How do you make a dishwasher work again? Smack her ass and say "get back to work!"
My friend was showing me his tool shed and pointed to a ladder. “That's my stepladder,” he said. "I never knew my real ladder.”
What’s the difference between women and cars?
At least cars retain some of their value after getting wrecked.
Why did the rapper go to the auto shop?
To get his RHYMES in TUNE
The twin towers are like crippled legs once they break they can’t be fixed
I had a broken vacuum, then I put a One Direction sticker on it and it suddenly sucked again.
Notice on a shoe repair shop: I’ll heel you, I’ll save your sole, I’ll even gladly dye for you.
So I painted my laptop black, hoping it would run faster... Now it doesn't work.
Why are most absent dads mechanics?
They like to nut and bolt.
I work in a garage, and yesterday a gay person came up to me and said, "Why won't my car go straight?"
How do I fix a broken light bulb? I don't. I simply blow up the house.
Flex tape can fix a sawed in half boat. Then how the fuck can it not fix the Titanic when it broke in half? tell me.
Q: What do you use on your tuba when it breaks?
A: Tuba-glue.
Friend: I broke up with Sara.
Me: I know, she came over and I screwed her hard.
Friend: How did her pussy feel?
Me: After about 2 inches, it felt brand new.
Friend: What do you— HOLD UP. WHAT TF IS THAT SUPPOSED TO MEAN!?!
When Bob the Builder looks at your hairline, he says, "We can't fix that."
How do you fix a broken pizza? With tomato paste.

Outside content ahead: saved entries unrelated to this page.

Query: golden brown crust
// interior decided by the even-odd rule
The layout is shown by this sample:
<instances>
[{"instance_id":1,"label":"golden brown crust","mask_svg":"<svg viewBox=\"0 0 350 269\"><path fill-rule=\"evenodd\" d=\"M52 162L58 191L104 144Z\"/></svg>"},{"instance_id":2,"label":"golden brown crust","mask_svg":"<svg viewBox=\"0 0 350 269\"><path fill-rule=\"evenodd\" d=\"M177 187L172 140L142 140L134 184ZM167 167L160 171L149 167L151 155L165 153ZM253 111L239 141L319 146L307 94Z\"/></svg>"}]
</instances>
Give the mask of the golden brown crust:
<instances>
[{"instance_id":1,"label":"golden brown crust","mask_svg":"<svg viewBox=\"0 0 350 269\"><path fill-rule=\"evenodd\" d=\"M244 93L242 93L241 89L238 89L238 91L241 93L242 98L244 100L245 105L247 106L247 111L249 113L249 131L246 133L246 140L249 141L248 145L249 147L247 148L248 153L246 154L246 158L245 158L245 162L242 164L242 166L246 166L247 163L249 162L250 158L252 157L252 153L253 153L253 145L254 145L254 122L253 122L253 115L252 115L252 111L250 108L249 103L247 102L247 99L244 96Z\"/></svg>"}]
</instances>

What did the grim reaper say when his favorite car commercial came on? "Safe life repair, safe life replace!"
How many orphans does it take to repair a house. None, they don't have one
I raped a disabled child.
I think she's too far gone to repair now.
An Eskimo was holidaying in New Zealand and while driving his rented car around the countryside it broke down. A bloke passing by offered to help, lifted the bonnet and said, "I know your problem, you blew a seal."
The Eskimo with a shocked expression retorted, "Yeah? Well you fuck sheep!"